Зрачки леопарда все расширялись, поскольку освещение слабело с каждой секундой, так что в мозаичном переплетении серых и черных пятен вокруг — скал, трещин, выходов горной породы — он разбирался так же отчетливо, как и при солнечном свете. Теперь, когда его вены постепенно очистились от растворенного в крови яда усталости, он сперва потянулся обеими передними лапами, достав до единственной трещины в дальнем углу выступа, потом, удовлетворенный, вернулся в прежнее положение, затем встал на задние лапы, секунду помедлил и, подпрыгнув, стал взбираться по скале, прижимаясь к ней брюхом и передвигаясь какими-то пульсирующими толчками. Стоило камню сорваться из-под одной его лапы, как он успевал перенести вес на другую, а потом черным нечетким пятном мелькнул перед носом у нелепо столпившихся на его пути двуногих, и те не успели ничего предпринять, разве что кто-то испуганно вскрикнул, но леопард уже оказался на ровной площадке и снова полетел вперед и вниз, но на этот раз чуть наискосок, навстречу тому запаху, что был ему хорошо знаком, — аромату быстрой речной воды.
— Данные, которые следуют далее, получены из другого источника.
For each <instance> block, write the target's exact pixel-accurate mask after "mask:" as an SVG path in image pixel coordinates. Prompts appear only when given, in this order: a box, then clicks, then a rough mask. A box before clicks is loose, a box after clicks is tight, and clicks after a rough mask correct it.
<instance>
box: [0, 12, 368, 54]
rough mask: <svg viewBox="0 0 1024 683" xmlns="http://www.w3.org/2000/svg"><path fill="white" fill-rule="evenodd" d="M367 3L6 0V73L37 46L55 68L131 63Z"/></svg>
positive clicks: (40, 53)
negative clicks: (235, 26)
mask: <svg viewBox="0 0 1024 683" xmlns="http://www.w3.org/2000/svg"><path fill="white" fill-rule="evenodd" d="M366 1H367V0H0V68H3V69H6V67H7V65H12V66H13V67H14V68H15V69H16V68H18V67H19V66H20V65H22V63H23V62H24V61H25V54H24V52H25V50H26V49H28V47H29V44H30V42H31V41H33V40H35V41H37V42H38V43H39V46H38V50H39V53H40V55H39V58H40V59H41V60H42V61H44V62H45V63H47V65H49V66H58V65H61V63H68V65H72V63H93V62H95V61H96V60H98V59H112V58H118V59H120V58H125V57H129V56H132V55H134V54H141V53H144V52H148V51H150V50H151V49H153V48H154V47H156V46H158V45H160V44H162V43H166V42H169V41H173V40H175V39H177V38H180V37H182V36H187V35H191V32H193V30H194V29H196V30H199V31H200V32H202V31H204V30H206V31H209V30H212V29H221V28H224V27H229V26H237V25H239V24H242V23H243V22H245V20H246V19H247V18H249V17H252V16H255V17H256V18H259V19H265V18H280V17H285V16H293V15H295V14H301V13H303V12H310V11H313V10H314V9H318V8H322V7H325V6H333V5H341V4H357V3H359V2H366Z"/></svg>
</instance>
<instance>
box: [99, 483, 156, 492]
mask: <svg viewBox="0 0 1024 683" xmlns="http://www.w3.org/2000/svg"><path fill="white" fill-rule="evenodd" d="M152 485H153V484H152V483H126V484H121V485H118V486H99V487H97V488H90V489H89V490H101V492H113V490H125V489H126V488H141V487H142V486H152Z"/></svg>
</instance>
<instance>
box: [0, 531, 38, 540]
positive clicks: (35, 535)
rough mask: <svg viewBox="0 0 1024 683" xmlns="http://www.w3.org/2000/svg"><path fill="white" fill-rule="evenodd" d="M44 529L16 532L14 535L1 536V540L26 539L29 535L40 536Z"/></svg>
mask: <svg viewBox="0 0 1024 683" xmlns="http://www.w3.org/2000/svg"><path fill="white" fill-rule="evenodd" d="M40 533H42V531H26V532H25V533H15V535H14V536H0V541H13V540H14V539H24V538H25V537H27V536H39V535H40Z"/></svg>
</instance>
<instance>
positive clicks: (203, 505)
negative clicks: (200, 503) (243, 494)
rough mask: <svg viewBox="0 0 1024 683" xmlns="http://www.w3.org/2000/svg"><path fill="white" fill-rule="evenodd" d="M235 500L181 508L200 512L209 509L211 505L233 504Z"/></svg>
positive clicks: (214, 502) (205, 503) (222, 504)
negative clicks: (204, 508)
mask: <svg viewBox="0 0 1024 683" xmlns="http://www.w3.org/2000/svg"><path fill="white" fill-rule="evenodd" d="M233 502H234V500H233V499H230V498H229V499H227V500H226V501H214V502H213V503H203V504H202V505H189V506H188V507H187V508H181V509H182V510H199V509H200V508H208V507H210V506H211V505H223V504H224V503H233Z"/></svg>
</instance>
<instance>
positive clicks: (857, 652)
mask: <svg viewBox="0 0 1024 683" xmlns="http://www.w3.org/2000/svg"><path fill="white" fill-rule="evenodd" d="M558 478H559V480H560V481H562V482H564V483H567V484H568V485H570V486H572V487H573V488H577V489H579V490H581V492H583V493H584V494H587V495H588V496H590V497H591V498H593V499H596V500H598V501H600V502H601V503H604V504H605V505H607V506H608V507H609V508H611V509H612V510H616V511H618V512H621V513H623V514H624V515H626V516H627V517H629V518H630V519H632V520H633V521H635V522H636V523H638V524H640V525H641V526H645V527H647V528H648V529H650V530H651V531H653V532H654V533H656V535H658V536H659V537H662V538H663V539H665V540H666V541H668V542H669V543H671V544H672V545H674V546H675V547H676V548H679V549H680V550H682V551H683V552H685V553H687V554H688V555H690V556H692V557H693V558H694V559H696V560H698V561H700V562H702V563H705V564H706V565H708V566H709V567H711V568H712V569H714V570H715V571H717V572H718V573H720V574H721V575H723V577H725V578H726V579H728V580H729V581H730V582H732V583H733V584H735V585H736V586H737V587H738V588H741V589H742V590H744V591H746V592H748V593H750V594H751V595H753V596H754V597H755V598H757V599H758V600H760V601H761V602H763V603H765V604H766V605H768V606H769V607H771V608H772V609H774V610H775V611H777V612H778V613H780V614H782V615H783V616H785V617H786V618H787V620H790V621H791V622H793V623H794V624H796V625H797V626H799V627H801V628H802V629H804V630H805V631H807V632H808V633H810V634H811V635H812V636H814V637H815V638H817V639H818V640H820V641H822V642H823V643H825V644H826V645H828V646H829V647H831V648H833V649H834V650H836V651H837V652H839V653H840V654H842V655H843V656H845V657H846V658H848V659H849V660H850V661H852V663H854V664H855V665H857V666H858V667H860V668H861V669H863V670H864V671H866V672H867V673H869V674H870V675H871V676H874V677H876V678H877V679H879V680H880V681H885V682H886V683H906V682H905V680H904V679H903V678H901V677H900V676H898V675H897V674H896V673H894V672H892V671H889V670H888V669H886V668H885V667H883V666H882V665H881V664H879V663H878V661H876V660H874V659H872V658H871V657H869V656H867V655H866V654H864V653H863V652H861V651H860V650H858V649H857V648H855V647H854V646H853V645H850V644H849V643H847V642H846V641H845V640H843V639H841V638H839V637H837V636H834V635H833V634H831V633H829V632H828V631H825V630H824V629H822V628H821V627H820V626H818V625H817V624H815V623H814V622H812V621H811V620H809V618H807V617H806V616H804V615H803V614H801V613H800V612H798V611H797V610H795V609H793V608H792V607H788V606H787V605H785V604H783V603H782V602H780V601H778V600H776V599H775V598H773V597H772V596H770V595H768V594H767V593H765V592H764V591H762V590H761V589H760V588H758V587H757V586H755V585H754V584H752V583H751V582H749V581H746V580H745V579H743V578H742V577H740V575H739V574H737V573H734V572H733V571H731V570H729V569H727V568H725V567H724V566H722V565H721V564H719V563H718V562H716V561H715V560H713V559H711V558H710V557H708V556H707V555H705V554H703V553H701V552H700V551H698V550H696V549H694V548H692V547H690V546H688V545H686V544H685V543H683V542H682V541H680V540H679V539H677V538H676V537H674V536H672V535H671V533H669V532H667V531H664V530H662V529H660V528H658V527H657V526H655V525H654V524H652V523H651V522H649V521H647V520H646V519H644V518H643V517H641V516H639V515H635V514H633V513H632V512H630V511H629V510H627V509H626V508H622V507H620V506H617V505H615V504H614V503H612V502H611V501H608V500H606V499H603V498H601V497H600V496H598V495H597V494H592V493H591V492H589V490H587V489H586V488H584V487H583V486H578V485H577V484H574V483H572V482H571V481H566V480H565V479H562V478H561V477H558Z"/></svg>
Он уже наполовину спустился по крутому склону сильно заросшего лесом ущелья, но все еще слышал порой тявканье гончих; впрочем, звук этот как бы застыл без движения: погони не было. Он стал спускаться медленнее, почти сливаясь с чернотой ночи, потом пошел против течения реки вверх, к горам, продираясь сквозь заросли карликовой пальмы, посуху, поскольку река здесь больше напоминала извилистый ручей.
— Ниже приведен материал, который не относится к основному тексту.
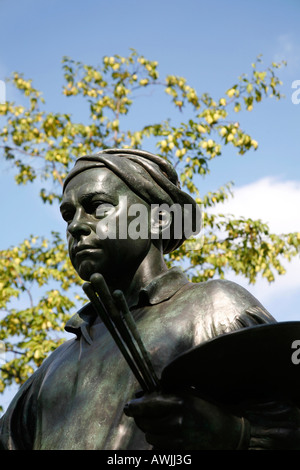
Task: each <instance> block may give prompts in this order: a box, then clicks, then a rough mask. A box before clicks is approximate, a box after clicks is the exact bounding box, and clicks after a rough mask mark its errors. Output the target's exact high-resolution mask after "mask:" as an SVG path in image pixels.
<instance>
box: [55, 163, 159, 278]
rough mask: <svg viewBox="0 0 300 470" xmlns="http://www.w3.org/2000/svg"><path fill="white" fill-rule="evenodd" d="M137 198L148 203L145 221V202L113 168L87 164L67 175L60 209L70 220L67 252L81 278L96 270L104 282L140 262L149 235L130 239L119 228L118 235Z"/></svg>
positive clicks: (63, 216) (143, 212)
mask: <svg viewBox="0 0 300 470" xmlns="http://www.w3.org/2000/svg"><path fill="white" fill-rule="evenodd" d="M124 200H126V204H125V202H124ZM137 203H138V204H142V205H143V207H144V208H145V207H146V208H147V210H145V211H144V212H143V214H144V220H143V221H141V222H142V223H143V222H144V223H145V224H148V217H149V210H148V209H149V206H147V204H146V203H145V202H144V201H143V200H142V199H140V198H139V197H138V196H137V195H136V194H135V193H134V192H133V191H131V189H130V188H129V187H128V186H127V185H126V184H125V183H124V182H123V181H122V180H121V179H120V178H119V177H118V176H116V175H115V174H114V173H113V172H112V171H111V170H109V169H107V168H105V167H103V168H91V169H88V170H85V171H82V172H81V173H79V174H78V175H76V176H75V177H74V178H72V179H71V180H70V182H69V183H68V185H67V187H66V189H65V192H64V196H63V200H62V204H61V214H62V217H63V218H64V220H65V221H66V222H67V224H68V226H67V240H68V248H69V256H70V259H71V262H72V264H73V266H74V268H75V270H76V271H77V272H78V274H79V276H80V277H81V278H82V279H83V280H86V281H88V280H89V279H90V276H91V275H92V274H93V273H96V272H98V273H100V274H102V275H103V276H104V278H106V279H107V280H108V281H109V280H110V279H113V280H114V279H117V278H122V276H126V272H129V271H131V270H132V269H133V270H134V269H136V268H137V267H138V266H139V264H140V263H141V261H142V260H143V258H144V257H145V256H146V254H147V252H148V251H149V248H150V245H151V239H150V236H148V237H143V238H140V239H132V238H131V237H130V236H125V237H124V233H123V235H122V238H121V236H120V233H119V227H120V224H119V222H120V220H122V221H123V222H124V220H126V219H127V223H128V219H130V218H128V215H127V214H128V207H130V206H131V205H132V204H137ZM147 227H148V225H147ZM113 228H116V231H114V230H112V229H113ZM110 231H111V232H114V233H110Z"/></svg>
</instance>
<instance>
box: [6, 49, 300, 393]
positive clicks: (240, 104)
mask: <svg viewBox="0 0 300 470" xmlns="http://www.w3.org/2000/svg"><path fill="white" fill-rule="evenodd" d="M62 63H63V71H64V78H65V86H64V88H63V93H64V95H65V96H66V97H74V96H77V97H81V98H83V99H84V100H85V101H86V103H87V105H88V109H89V118H88V122H87V123H81V122H80V123H79V122H74V121H73V120H72V116H71V115H69V114H61V113H54V112H48V111H47V107H46V104H45V101H44V99H43V97H42V94H41V92H40V91H38V90H36V89H35V88H34V86H33V83H32V80H27V79H25V78H24V77H23V75H21V74H20V73H14V74H13V76H12V77H11V79H10V80H11V83H12V84H13V85H14V86H15V87H16V88H17V89H18V90H19V92H20V93H21V94H23V98H25V99H26V102H27V105H18V104H15V103H12V102H7V103H5V104H1V105H0V116H2V119H4V120H5V124H4V126H3V127H2V129H1V132H0V137H1V142H0V149H1V152H2V158H3V159H6V160H8V161H10V162H11V164H12V166H13V167H14V168H16V169H17V175H16V183H17V184H19V185H20V184H28V183H30V182H32V181H34V180H36V179H38V178H39V179H40V180H41V181H43V186H45V187H43V188H42V189H41V191H40V197H41V198H42V200H43V201H44V203H45V204H53V203H57V202H58V201H59V200H60V198H61V188H62V184H63V180H64V178H65V176H66V174H67V173H68V171H69V170H70V168H71V167H72V166H73V164H74V161H75V159H76V158H77V157H79V156H82V155H85V154H90V153H94V152H96V151H97V150H100V149H105V148H107V147H125V148H140V147H146V144H145V141H146V139H150V141H151V142H152V143H153V142H155V145H156V147H157V153H158V154H160V155H161V156H162V157H164V158H168V159H169V160H170V161H171V162H172V163H173V164H174V165H175V166H176V169H177V170H178V172H179V174H180V177H181V181H182V185H183V187H185V188H186V190H187V191H189V192H190V193H191V194H193V195H194V197H195V198H196V200H197V202H199V203H201V204H202V205H203V208H204V211H205V209H207V208H209V207H212V206H215V205H217V204H220V203H221V202H222V201H224V200H225V199H227V198H228V197H229V196H230V194H231V184H226V185H224V187H222V188H220V189H219V190H217V191H214V192H209V193H208V194H206V195H201V194H200V193H199V191H198V189H197V179H198V178H199V175H200V176H201V177H205V176H206V175H207V174H208V173H209V170H210V162H211V160H212V159H213V158H217V157H221V156H222V149H223V147H224V146H227V145H228V146H229V145H230V146H233V147H235V149H236V151H237V153H238V154H245V153H246V152H248V151H249V150H250V149H254V150H256V149H257V147H258V143H257V142H256V141H255V140H254V139H253V138H252V137H251V136H250V135H249V134H248V133H246V132H245V131H244V130H243V129H242V128H241V126H240V124H239V122H238V120H237V116H238V113H239V112H242V111H251V110H252V109H253V107H254V106H255V105H256V104H258V103H260V102H261V101H262V100H263V99H265V98H269V97H275V98H276V99H280V98H281V97H282V96H281V94H280V91H279V88H280V85H281V82H280V80H279V78H278V77H277V75H276V73H277V70H278V68H279V67H280V66H281V65H282V64H277V63H272V64H271V66H270V67H267V68H265V69H262V70H261V69H260V68H261V67H262V61H261V59H260V58H258V59H257V61H256V62H255V63H253V64H252V71H251V74H250V76H248V75H245V74H244V75H242V76H241V77H239V79H238V81H237V83H236V84H234V85H233V86H232V87H231V88H230V89H228V90H227V91H226V93H224V96H222V97H221V98H220V99H218V100H214V99H213V98H212V97H211V96H210V95H209V94H208V93H204V94H202V95H199V94H198V93H197V91H196V90H195V89H194V88H193V87H191V86H190V85H188V83H187V81H186V79H185V78H183V77H178V76H175V75H168V76H166V77H165V79H164V80H161V79H160V78H159V74H158V63H157V62H155V61H150V60H148V59H146V58H145V57H143V56H141V55H139V54H138V53H137V52H136V51H135V50H131V52H130V54H129V55H128V57H120V56H119V55H115V56H112V57H104V58H103V61H102V64H101V66H100V67H93V66H90V65H85V64H83V63H81V62H76V61H74V60H72V59H70V58H68V57H64V58H63V61H62ZM151 88H152V89H154V88H155V90H157V91H158V93H161V92H164V93H167V95H169V97H170V101H171V103H172V105H173V106H174V108H175V111H176V112H177V115H176V119H177V120H178V121H179V124H178V123H176V122H174V121H176V119H175V118H174V116H175V111H173V113H172V115H173V119H172V120H170V119H166V120H165V121H163V122H159V123H152V124H147V125H144V126H142V128H141V129H138V130H132V129H130V130H126V127H125V126H126V123H127V120H128V117H127V116H128V114H129V112H130V110H131V108H132V105H133V102H134V100H135V99H136V98H135V97H134V94H135V93H136V92H137V91H140V90H145V89H151ZM179 117H180V119H179ZM204 225H205V236H204V239H203V243H202V247H201V250H189V249H187V248H186V245H183V246H182V247H181V248H180V249H178V250H176V251H175V252H173V253H171V254H170V255H169V256H168V257H167V262H168V264H169V265H172V264H174V263H177V264H178V263H180V264H182V265H183V266H184V267H185V270H186V272H187V274H188V276H189V277H190V279H192V280H193V281H195V282H199V281H205V280H208V279H212V278H214V277H220V278H223V277H224V276H225V274H226V272H228V270H232V271H233V272H234V273H236V274H242V275H243V276H245V277H246V278H247V279H248V280H249V281H250V283H254V282H255V281H256V279H257V277H258V275H262V276H264V277H266V278H267V280H268V281H269V282H272V281H273V280H274V274H275V273H276V272H277V273H279V274H283V273H284V268H283V266H282V260H283V259H284V258H287V259H288V260H290V259H291V258H292V257H293V256H296V255H297V254H298V253H299V247H300V234H299V233H290V234H280V235H275V234H272V233H270V231H269V228H268V226H267V225H266V224H264V223H263V222H262V221H260V220H251V219H245V218H243V217H240V218H238V219H236V218H233V217H232V216H225V215H222V214H219V215H208V214H207V213H206V212H204ZM217 231H218V233H219V232H221V233H222V234H223V236H222V239H221V240H220V239H219V238H218V237H217V235H216V233H217ZM0 271H1V277H0V282H1V284H0V286H1V292H0V308H1V312H2V317H1V321H0V340H1V341H2V342H3V343H4V344H5V349H6V351H7V353H8V357H9V360H8V361H7V362H6V363H4V364H2V365H1V376H0V392H3V391H4V390H5V388H6V387H8V386H10V385H11V384H12V383H14V382H15V383H17V384H22V383H23V382H24V381H25V380H26V379H27V378H28V377H29V375H31V374H32V372H33V371H34V369H35V368H36V367H37V366H39V365H40V364H41V362H42V361H43V359H44V358H45V357H46V355H47V354H48V353H49V352H51V351H52V350H53V349H55V348H56V347H57V346H58V345H59V344H60V343H61V342H62V341H64V340H65V338H64V336H63V335H62V331H63V326H64V324H65V322H66V320H67V319H68V318H69V316H70V314H71V313H74V309H75V308H77V307H78V306H81V305H82V303H83V302H85V301H86V299H85V298H84V296H83V295H81V294H80V292H81V288H80V285H81V280H80V279H79V278H78V276H77V274H76V273H75V272H74V270H73V268H72V267H71V265H70V262H69V260H68V255H67V249H66V244H65V241H64V237H62V236H61V235H60V234H58V233H53V234H52V239H51V240H46V239H45V238H43V237H42V236H41V235H40V236H30V237H28V239H26V240H24V241H23V243H21V244H20V245H19V246H15V247H10V248H8V249H7V250H3V251H1V267H0ZM36 288H38V289H36ZM33 290H35V291H37V294H36V295H35V296H33V294H32V292H33ZM20 298H22V299H24V302H26V303H25V305H26V308H18V307H17V306H16V304H15V303H14V301H15V299H20ZM25 299H26V300H25ZM24 302H23V303H22V304H24Z"/></svg>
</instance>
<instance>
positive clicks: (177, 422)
mask: <svg viewBox="0 0 300 470" xmlns="http://www.w3.org/2000/svg"><path fill="white" fill-rule="evenodd" d="M124 413H125V414H126V415H127V416H130V417H132V418H134V420H135V422H136V424H137V426H138V427H139V428H140V429H141V430H142V431H143V432H144V433H145V437H146V440H147V442H148V443H149V444H151V445H153V447H154V448H155V449H164V450H166V449H180V450H205V449H207V450H208V449H212V450H217V449H237V448H240V449H242V448H247V445H248V440H249V429H248V423H247V422H245V421H244V420H243V418H238V417H236V416H234V415H232V414H230V413H229V412H227V411H225V410H223V409H221V408H219V407H218V406H216V405H213V404H211V403H209V402H207V401H205V400H202V399H201V398H198V397H195V396H192V395H188V394H182V395H181V396H175V395H167V394H159V393H151V394H148V395H144V396H143V397H141V398H137V399H135V400H132V401H130V402H129V403H128V404H127V405H126V406H125V408H124Z"/></svg>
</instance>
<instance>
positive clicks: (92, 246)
mask: <svg viewBox="0 0 300 470" xmlns="http://www.w3.org/2000/svg"><path fill="white" fill-rule="evenodd" d="M99 249H100V247H96V246H93V245H76V247H75V248H73V250H72V251H73V254H74V256H75V257H77V256H81V255H90V254H91V253H92V252H93V251H95V250H99Z"/></svg>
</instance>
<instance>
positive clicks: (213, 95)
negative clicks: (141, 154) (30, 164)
mask: <svg viewBox="0 0 300 470" xmlns="http://www.w3.org/2000/svg"><path fill="white" fill-rule="evenodd" d="M299 16H300V2H299V0H252V1H251V2H250V1H241V0H239V1H236V0H227V1H223V0H210V1H202V0H198V1H197V0H185V1H184V2H182V1H179V0H159V1H158V0H152V1H151V2H149V1H144V0H139V1H137V0H126V1H123V0H110V1H102V0H99V1H96V0H93V1H92V0H85V1H80V0H48V1H39V0H0V21H1V23H0V24H1V29H0V80H4V79H5V78H6V77H8V76H10V75H11V73H12V72H14V71H18V72H22V73H23V74H24V76H25V78H32V79H33V80H34V86H35V87H36V88H38V89H39V90H41V91H43V94H44V97H45V99H46V103H47V109H48V110H53V111H60V112H71V113H72V114H73V115H74V117H75V118H76V119H77V120H81V118H82V116H84V115H85V113H86V110H85V109H83V108H82V105H81V104H80V103H79V102H77V101H76V100H73V101H72V100H68V99H66V98H65V97H64V96H63V95H62V84H63V73H62V68H61V59H62V57H63V56H69V57H71V58H73V59H75V60H80V61H82V62H84V63H89V64H91V65H97V64H99V63H100V62H101V59H102V57H103V56H105V55H109V56H110V55H114V54H120V55H128V54H129V49H130V48H134V49H136V50H137V51H138V52H139V53H140V54H143V55H144V56H145V57H147V58H148V59H150V60H156V61H158V63H159V72H160V75H161V76H162V77H163V76H164V75H166V74H175V75H180V76H184V77H185V78H186V79H187V81H188V83H189V84H190V85H191V86H193V87H195V88H196V89H197V91H198V93H199V94H201V93H202V92H209V93H210V94H211V95H212V96H213V97H215V98H220V97H222V96H224V93H225V91H226V90H227V89H228V88H230V87H231V86H232V85H233V84H235V83H236V82H237V77H239V76H240V75H241V74H242V73H251V63H252V62H254V61H255V59H256V57H257V56H258V55H259V54H262V58H263V62H264V64H265V65H268V64H270V63H271V62H272V61H281V60H286V61H287V66H286V67H285V68H284V69H282V70H281V71H280V72H279V76H280V78H281V80H282V81H283V86H282V92H283V93H284V94H285V99H283V100H280V101H276V100H266V101H264V102H263V103H261V104H260V105H259V106H257V107H256V108H255V109H254V110H253V112H251V113H243V115H242V116H241V120H242V122H243V127H244V128H245V129H246V130H247V132H249V133H250V134H251V135H252V137H253V138H254V139H255V140H257V141H258V143H259V147H258V149H257V151H256V152H254V151H251V152H249V153H247V154H246V155H245V156H242V157H241V156H237V154H236V152H235V151H234V149H233V148H230V149H227V150H226V151H225V152H224V156H222V158H220V159H215V160H214V161H213V162H212V165H211V173H210V175H209V176H208V177H207V178H206V179H204V180H201V181H199V185H201V190H202V191H205V190H216V189H218V188H219V187H220V186H222V185H223V184H225V183H227V182H229V181H233V182H234V198H233V199H230V201H228V202H227V203H226V204H225V205H224V207H222V212H225V211H227V212H228V213H234V214H235V215H237V216H244V217H253V218H260V219H262V220H263V221H265V222H268V223H269V225H270V227H271V228H272V230H274V231H275V232H276V233H286V232H290V231H299V230H300V210H299V208H300V158H299V130H300V104H296V103H293V101H292V95H293V92H295V89H293V88H292V84H293V82H294V81H296V80H300V30H299ZM6 95H7V96H6V98H7V99H8V100H12V101H17V100H18V96H17V95H16V94H15V91H14V90H13V89H11V88H10V87H9V86H8V87H7V89H6ZM299 96H300V95H299ZM294 101H295V100H294ZM154 103H155V104H154ZM159 116H164V104H163V103H162V105H161V106H160V107H158V106H157V102H156V101H155V100H151V99H149V100H148V101H142V102H141V104H137V106H136V107H135V108H134V113H133V117H132V118H131V119H132V123H133V125H136V127H138V126H139V125H140V123H141V122H142V123H143V122H151V121H156V120H158V117H159ZM146 150H151V149H146ZM0 170H1V173H0V194H1V201H2V205H1V211H2V220H3V225H2V231H1V237H0V249H5V248H7V247H8V246H11V245H14V244H16V243H19V242H21V241H22V240H23V239H24V238H25V237H27V236H29V235H30V234H36V235H47V234H49V232H50V230H57V231H61V232H63V231H64V230H65V228H64V224H63V222H62V221H61V220H60V215H59V212H58V208H57V206H52V207H49V206H45V205H43V204H42V203H41V202H40V201H39V199H38V197H37V195H38V193H39V187H40V185H39V184H37V183H36V184H32V185H29V186H28V185H27V186H24V187H18V186H16V184H15V182H14V171H13V170H12V169H11V168H10V166H9V164H8V163H7V162H3V160H1V159H0ZM229 277H230V279H232V280H235V281H236V282H239V283H240V284H242V285H243V286H244V287H246V288H247V289H248V290H249V291H250V292H252V293H253V294H254V295H255V296H256V297H257V298H258V299H259V300H260V302H261V303H262V304H263V305H264V306H265V307H266V308H267V309H268V310H269V311H270V313H272V315H273V316H275V318H276V319H277V320H279V321H284V320H298V319H299V318H300V311H299V304H300V263H299V258H298V259H295V260H294V261H293V262H292V263H290V264H289V265H287V274H286V275H284V276H280V277H278V278H276V281H275V283H273V284H271V285H269V284H268V283H267V282H266V281H265V280H260V279H259V280H258V281H257V283H256V284H255V285H254V286H253V285H251V286H249V285H248V282H247V281H246V280H244V279H242V278H235V277H234V276H231V275H230V276H229Z"/></svg>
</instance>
Старательно огибая скользкие валуны, он упорно стремился к вершинам горного хребта, где скалы поблескивали во тьме выходами кристаллических горных пород, а гигантские свечи мелиантов выделялись на фоне серо-зеленого горного вельда и огромной безлюдной долины внизу. До полуночи было еще далеко, а ужас, вызванный встречей с гончими, уже почти исчез из его памяти, и он постепенно стал забирать к западу по освещенным неярким светом звезд коридорам, образованным высокими лесными деревьями, к двум долинам-близнецам, которые отмечали западную границу его территории. Он шел и чувствовал, как все живое вокруг твердит о приближении дождей.
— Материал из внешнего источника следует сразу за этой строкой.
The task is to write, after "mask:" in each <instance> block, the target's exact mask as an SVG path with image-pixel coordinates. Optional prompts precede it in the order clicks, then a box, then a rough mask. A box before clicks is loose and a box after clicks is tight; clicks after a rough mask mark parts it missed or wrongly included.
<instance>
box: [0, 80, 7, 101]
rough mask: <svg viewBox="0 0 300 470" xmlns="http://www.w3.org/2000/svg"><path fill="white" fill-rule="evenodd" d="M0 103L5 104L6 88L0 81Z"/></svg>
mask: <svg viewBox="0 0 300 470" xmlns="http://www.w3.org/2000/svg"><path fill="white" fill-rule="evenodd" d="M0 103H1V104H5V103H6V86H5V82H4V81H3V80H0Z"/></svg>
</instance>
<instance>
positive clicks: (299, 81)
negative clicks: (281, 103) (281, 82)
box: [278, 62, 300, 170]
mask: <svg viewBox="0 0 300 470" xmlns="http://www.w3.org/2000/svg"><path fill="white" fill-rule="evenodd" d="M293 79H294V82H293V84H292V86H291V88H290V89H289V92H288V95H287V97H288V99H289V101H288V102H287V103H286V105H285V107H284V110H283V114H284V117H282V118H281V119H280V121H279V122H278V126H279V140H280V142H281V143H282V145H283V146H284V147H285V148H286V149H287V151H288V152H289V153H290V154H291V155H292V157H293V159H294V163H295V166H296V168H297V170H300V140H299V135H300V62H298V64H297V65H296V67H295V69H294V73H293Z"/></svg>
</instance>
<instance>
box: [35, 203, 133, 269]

В «мерседесе» Кампмюллера Тернер откинулся на пахнувшую кожей спинку сиденья и стал думать о Майке Превальски, о том, как он провел ту долгую ночь. Он не сомневался, что Майк нашел свежие следы леопарда рядом с домом. Рабочий лесничества Хендрик Новембер ничего не мог сообщить кроме того, что и так было ясно при одном взгляде на клетку-ловушку. Тернер был совершенно уверен, что Майк никому так и не сказал об обнаруженных им следах, а может, и о том, что видел леопарда собственными глазами, и все-таки никак не мог поверить, что Превальски решился пойти на такой риск, имея один шанс из тысячи. Майк должен был понимать, что леопард где-то поблизости. Но если он это понимал, то почему не договорился, чтобы его забрали утром?